SIEM on Amazon OpenSearch Service
Quick Sight + Athena
バージョンアップ前の準備
- 前提条件
- 弊社ControlTowerではCloudTrailのログはLog Archiveアカウントに保存され、SIEMやOpenSearchで利用するS3へレプリケーションを取っているような構成となります。
- 弊社ControlTowerではCloudTrailのログはLog Archiveアカウントに保存され、SIEMやOpenSearchで利用するS3へレプリケーションを取っているような構成となります。
- 暗号化の際の考慮事項
- KMS暗号化をする際の各ポリシーの関係は以下の図のようになっております。
- KMS
- キーポリシーにLog ArchiveアカウントとAuditアカウントに対する権限付与が必要となります。
- IAM
- KMSを利用する必要のあるサービスへIAMポリシーでKMSの暗号化復号化権限が必要になります。

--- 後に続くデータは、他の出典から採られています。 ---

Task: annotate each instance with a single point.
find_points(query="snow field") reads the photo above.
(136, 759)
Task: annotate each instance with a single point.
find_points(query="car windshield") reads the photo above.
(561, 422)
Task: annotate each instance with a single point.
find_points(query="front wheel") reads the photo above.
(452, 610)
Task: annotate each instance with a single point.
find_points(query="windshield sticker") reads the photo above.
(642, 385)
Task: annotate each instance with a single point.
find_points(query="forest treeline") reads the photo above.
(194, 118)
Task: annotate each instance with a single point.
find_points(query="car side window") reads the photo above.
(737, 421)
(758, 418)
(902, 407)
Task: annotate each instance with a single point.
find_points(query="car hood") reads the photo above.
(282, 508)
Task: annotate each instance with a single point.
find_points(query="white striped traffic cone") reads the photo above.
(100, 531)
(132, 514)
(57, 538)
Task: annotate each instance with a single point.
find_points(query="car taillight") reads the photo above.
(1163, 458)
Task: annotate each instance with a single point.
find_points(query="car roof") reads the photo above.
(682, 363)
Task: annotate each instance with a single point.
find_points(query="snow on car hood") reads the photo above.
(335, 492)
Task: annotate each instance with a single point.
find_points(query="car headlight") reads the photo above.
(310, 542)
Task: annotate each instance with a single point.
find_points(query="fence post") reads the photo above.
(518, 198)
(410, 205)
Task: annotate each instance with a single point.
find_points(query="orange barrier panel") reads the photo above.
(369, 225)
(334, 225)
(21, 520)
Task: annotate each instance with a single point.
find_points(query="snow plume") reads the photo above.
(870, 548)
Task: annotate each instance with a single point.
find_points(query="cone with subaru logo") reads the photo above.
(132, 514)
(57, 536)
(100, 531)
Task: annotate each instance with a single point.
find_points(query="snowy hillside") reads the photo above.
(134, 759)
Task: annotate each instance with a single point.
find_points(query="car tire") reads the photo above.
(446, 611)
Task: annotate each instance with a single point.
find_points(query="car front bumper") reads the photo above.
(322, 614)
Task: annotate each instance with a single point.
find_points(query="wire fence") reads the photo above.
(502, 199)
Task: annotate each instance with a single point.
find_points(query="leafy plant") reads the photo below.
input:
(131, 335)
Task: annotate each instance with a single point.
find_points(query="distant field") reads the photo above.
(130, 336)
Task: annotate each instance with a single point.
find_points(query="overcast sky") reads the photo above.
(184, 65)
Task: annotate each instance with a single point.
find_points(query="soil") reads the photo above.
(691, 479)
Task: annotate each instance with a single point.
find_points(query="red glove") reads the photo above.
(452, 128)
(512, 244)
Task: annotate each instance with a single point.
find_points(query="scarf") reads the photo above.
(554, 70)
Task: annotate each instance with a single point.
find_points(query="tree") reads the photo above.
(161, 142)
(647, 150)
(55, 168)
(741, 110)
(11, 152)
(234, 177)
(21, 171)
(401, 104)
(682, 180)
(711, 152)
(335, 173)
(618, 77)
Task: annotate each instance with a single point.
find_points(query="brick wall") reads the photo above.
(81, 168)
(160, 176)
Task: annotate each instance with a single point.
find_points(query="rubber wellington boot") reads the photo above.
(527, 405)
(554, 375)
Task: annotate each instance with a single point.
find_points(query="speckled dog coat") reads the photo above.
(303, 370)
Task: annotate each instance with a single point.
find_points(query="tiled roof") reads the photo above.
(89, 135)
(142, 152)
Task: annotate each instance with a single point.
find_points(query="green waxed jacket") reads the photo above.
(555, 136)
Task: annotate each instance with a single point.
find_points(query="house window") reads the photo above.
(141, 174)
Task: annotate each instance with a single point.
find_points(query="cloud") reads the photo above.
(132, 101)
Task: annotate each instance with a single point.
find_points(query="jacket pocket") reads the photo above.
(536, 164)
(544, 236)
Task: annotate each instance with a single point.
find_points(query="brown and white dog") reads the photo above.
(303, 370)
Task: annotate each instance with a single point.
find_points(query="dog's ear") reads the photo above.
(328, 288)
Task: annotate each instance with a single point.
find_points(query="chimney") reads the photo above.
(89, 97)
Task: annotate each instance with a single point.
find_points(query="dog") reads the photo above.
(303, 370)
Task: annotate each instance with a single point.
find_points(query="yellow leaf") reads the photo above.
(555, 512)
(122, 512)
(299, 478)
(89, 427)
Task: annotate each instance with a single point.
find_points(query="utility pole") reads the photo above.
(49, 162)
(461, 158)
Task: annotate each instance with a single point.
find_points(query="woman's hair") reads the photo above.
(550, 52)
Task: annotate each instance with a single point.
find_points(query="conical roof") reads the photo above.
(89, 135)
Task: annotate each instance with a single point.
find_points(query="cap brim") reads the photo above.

- 今回利用しているサービスでKMSの権限を追加したサービスは以下となります。
- ログ集約用S3からSIEM取り込み用S3へのレプリケーションで利用しているIAMロール
- SIEM取り込み用S3からOpenSearchへ取り込むためのLambdaのIAMロール
- QuickSightに付与されているIAMロール
- S3
- 今回KMSの権限を追加したIAMロールはすでにバケットポリシーを追加しているため、特に変更は実施いたしませんでした。
- 準備手順
- 親アカウントでKMSを発行
- kmsはキータイプを対称、キーの使用を暗号化および復号化で作成
- キーポリシーではCloudTrail, Config, LogArchiveアカウントとAuditアカウントの利用を許可するポリシーを記載
{ "Version": "2012-10-17", "Statement": [ { "Sid": "Allow CloudTrail and AWS Config to encrypt/decrypt logs", "Effect": "Allow", "Principal": { "Service": [ "config.amazonaws.com", "cloudtrail.amazonaws.com" ] }, "Action": [ "kms:GenerateDataKey", "kms:Decrypt" ], "Resource": "*" }, { "Sid": "Enable IAM User Permissions", "Effect": "Allow", "Principal": { "AWS": "arn:aws:iam::[親アカウントID]:root" }, "Action": "kms:*", "Resource": "*" }, { "Sid": "Allow use of the key", "Effect": "Allow", "Principal": { "AWS": [ "arn:aws:iam::[Log ArchiveアカウントID]:root", "arn:aws:iam::[AuditアカウントID]:root" ] }, "Action": [ "kms:Encrypt", "kms:Decrypt", "kms:ReEncrypt*", "kms:GenerateDataKey*", "kms:DescribeKey" ], "Resource": "*" }, { "Sid": "Allow attachment of persistent resources", "Effect": "Allow", "Principal": { "AWS": [ "arn:aws:iam::[Log ArchiveアカウントID]:root", "arn:aws:iam::[AuditアカウントID]:root" ] }, "Action": [ "kms:CreateGrant", "kms:ListGrants", "kms:RevokeGrant" ], "Resource": "*", "Condition": { "Bool": { "kms:GrantIsForAWSResource": "true" } } } ] }
- Log ArchiveアカウントとAuditアカウントへKMSのアクセス権限を追加
- Log ArchiveのCloudTrailログ用S3バケットからSIEM用S3バケットへのレプリケーションを実施しているため、該当のIAMロールへKMSのdecrypt/encrypt権限を追加
- SIEM on OpenSearchで利用しているLambdaのIAMロールへ作成したKMSの権限を付与
- 親アカウントでKMSを発行
バージョンアップ実施
- 手順は以下のdocsを参照いたしました。 https://docs.aws.amazon.com/ja_jp/controltower/latest/userguide/configuration-updates.html
- ControlTower全体のバージョンアップに1~2時間、さらに各OUに対してのアップデートに1~2時間程度かかりました。
バージョンアップ後に発覚した内容
S3レプリケーションの設定で暗号化されているオブジェクトをレプリケーションしない設定となっていました。(恥ずかしながら設定あることも知りませんでした。。。)
- 以下設定を変更すれば問題ありません。
- 暗号化するためのKMSキーは親アカウントで作成したキーのarnを指定しています。
QuickSightでもCloudTrailを利用していることがエラーから発覚いたしました。
- QuickSightでは作成時にIAMロールが自動的に作成されることもあり、権限については意識することは少ない。
- 切り戻しとしてはIAMロールにKMSの復号化権限を付与して完了です。
あとがき
「いまいずみ」さんのバージョンアップ体験談、いかがでしたでしょうか。
バージョンアップをしたくても中々踏み出せない方がいらっしゃるのではないかと思います。
ControlTowerのランディングゾーンバージョンアップに向けて、本ブログが一助になれば幸いです。
引き続きAWS関連の情報を発信していけるよう、がんばっていきます。